We systematically analyze the two-body nonleptonic weak decays of charmed baryons, employing the pole approximation in tandem with the $SU(3)_F$ symmetry. Leveraging the K\"orner-Patti-Woo theorem, we demonstrate a significant reduction in the number of free parameters. Within the general pole scenario, we successfully explain most of the experimental data of ${\bf B}_c^A \to {\bf B}_nP$, though some inconsistencies are detected and recommended for reexamination in future research. Assuming the dominance of low-lying intermediate baryons, we are able to make novel predictions for decay channels such as $\Omega_c^0 \to {\bf B}_n P$ and ${\bf B}_{cc}\to {\bf B}_c^{A,S} P$. Here, ${\bf B}_n$, ${\bf B}_{c}^A$, ${\bf B}_c^S$ and ${\bf B}_{cc}$ are the low-lying octet, antitriplet charmed, sextet charmed and doubly charmed baryons, respectively, and $P$ is the pseudoscalar meson. Our findings also reveal that the fitted effective Wilson coefficient ${\cal C}_+=0.469$ is notably smaller than the na\"ive expectation, and the low-lying pole scenario fails to account for ${\cal B}(\Lambda_c^+ \to n \pi^+ , \Xi^0 K^+)$ , despite consistencies with the soft meson limit.
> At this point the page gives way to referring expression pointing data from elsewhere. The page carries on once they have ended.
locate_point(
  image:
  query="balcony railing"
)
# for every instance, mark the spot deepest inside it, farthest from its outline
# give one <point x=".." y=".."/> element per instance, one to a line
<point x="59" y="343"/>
We further recommend the decay channel $\Xi_{cc}^+ \to \Xi_c^0 \pi^+ \to \Xi^- \pi^+\pi^+\pi^+\pi^-$ for exploring evidence of $\Xi_{cc}^+$, estimating the branching fraction at $(1.1\pm 0.6)\times 10^{-3}$. The predictions for nonleptonic weak decay channels are compiled in the appendices, providing valuable references for future experimental validation.